Certainly, it is the case that Americans pay a higher absolute dollar amount in out-of-pocket expenses than almost anywhere else in the OECD (only Switzerland is higher). Yet that is solely because health care in America is so much more expensive than anywhere else and demonstratively not due to Americans being relatively more exposed to the “true costs of healthcare” than people elsewhere, let alone in countries practicing so-called “socialized medicine.”

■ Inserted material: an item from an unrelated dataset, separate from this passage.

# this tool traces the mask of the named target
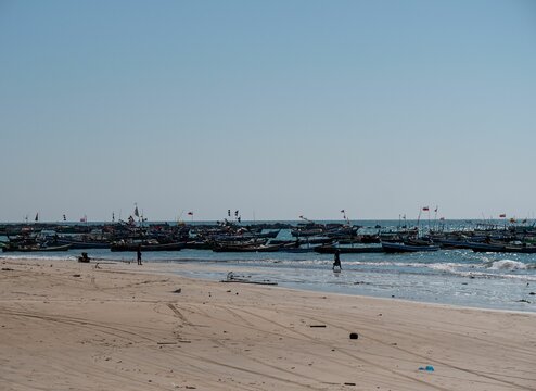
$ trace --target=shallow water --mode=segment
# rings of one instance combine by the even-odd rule
[[[282,231],[280,238],[289,237]],[[72,258],[62,253],[4,253],[3,257]],[[135,253],[85,250],[92,258],[133,261]],[[252,280],[322,292],[536,312],[536,254],[475,253],[448,250],[409,254],[342,254],[343,270],[331,269],[333,255],[317,253],[214,253],[206,250],[146,252],[144,262],[209,265],[189,277],[225,279],[229,272]],[[532,294],[533,293],[533,294]]]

The simple fact remains that Americans are relatively less exposed to market forces and “the price mechanism” in health care than most people elsewhere, which is certain to be one more reason why Americans end up having to pay so much more for their healthcare.
1. Source: CBO The Long-Term Outlook for Health Care Spending, November 2007, p. 6.
3. “Cost-sharing” includes provisions of health insurance or third-party payers for beneficiaries to cover part of the medical cost via a fixed amount per service (copayment) or a set share of the price tagged to services (coinsurance) or a fixed amount to be borne before the third party gets involved (deductible).
4. “Self-medication” includes informal payments extracted by medical care providers above the conventional fees, to over-the-counter prescriptions and to medical services not included in a third-party payer formulary or nomenclature of reimbursable services.
5. Includes health insurance premiums, Medicare HI Trust Fund contributions, workers’ compensation and temporary disability insurance, and industrial in-plant health services. Source: EBRI Databook, chapter 34, available at http://www.ebri.org/pdf/publications/books/databook/DB.Chapter%2034.pdf [pdf].
6. See Paul Frostin “The Tax Treatment of Health Insurance and Employment-Based Health Benefits,” EBRI Issue Brief 294, June 2006. Available at http://www.ebri.org/pdf/briefspdf/EBRI_IB_06-20061.pdf [pdf]. See also Jacob Hacker “The Divided Welfare State,” Cambridge University Press (2002).
7. See Joint Committee on Taxation “Tax Expenditures for Healthcare,” July 31, 2008 (JCX-66-08). These estimates are the costs of “tax expenditures,” which are defined as “revenue losses attributable to provisions in the Federal tax laws which allow a special exclusion, exception or deduction from gross income or which provide a special credit, a preferential rate of tax, or a deferral of liability.” They are revenue lost to the government from these provisions, and do not constitute the likely revenues raised by the government in the case of a repeal of a given provision, due to the behavioral consequences hereof.